Photographers whose work goes off to a four-color press will appreciate the ability of Capture One Pro 7 to output raw files in a CMYK color space, while those involved with self-publishing efforts may benefit from the ability to overlay an existing graphics file (headline text, for example) to aid with image composition and cropping.
Lightroom 4 has expanded its offerings significantly from its original release in 2006. Version 4 offers a Map module which allows for both automatic and manual geo-tagging of images. A new Book module lets users design custom photo books and even place orders directly through the app with the online book publisher Blurb.
|Also new to Lightroom 4 is the ability to soft-proof your images, previewing changes in contrast, color and saturation that will occur when printing your image so that you can proactively make a separate set of adjustments to compensate for them.|
All three applications offer color-managed printing with user-selectable output sharpening and print resolution, along with the ability to print multiple images on a page.
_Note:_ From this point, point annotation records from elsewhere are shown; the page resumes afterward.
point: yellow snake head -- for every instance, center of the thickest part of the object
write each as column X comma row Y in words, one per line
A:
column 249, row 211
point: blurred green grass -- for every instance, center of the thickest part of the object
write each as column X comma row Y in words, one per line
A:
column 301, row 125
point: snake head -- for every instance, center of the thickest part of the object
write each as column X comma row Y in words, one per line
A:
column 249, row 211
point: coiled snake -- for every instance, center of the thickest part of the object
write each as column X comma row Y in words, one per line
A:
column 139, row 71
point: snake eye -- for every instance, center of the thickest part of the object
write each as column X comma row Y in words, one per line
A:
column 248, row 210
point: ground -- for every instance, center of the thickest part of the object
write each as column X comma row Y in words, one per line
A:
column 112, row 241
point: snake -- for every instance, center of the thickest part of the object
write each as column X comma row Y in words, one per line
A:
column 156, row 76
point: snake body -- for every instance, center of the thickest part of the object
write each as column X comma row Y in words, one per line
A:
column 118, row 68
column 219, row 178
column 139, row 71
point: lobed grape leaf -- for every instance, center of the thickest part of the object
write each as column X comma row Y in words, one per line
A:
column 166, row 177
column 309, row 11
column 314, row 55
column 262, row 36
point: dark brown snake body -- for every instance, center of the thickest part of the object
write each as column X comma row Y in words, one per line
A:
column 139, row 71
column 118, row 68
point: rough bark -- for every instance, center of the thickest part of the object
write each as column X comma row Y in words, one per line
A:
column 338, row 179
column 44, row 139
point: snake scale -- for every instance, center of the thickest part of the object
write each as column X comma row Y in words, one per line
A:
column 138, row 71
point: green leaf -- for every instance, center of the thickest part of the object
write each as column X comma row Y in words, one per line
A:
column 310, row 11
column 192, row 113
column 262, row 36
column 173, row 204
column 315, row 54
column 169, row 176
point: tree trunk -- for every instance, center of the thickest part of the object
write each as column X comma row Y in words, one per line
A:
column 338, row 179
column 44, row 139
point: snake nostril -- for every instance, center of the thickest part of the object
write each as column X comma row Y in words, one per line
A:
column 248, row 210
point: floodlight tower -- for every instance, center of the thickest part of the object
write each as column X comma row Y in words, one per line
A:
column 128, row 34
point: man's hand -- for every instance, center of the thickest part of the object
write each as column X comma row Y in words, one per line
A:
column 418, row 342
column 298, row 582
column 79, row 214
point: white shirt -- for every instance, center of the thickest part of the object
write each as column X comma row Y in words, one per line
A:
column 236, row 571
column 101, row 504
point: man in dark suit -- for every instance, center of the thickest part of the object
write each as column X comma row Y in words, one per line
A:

Lightroom 4 and Capture One Pro 7 both offer a choice of rendering intents when an ICC output profile is selected and watermark options. Lightroom 4 is the only app that allows freeform (non-grid) image placement, which is helpful when printing images of dissimilar aspect ratios and resolution.
TWO-WAY TIE: Lightroom 4 clearly has the larger feature set. And recent additions like mapping and book-creation modules as well as soft-proofing reflect its appeal among a wide range of users. Yet Capture One Pro 7 has two features, namely robust support for tethered shooting and a focus check tool that may well be indispensable for product and studio photographers.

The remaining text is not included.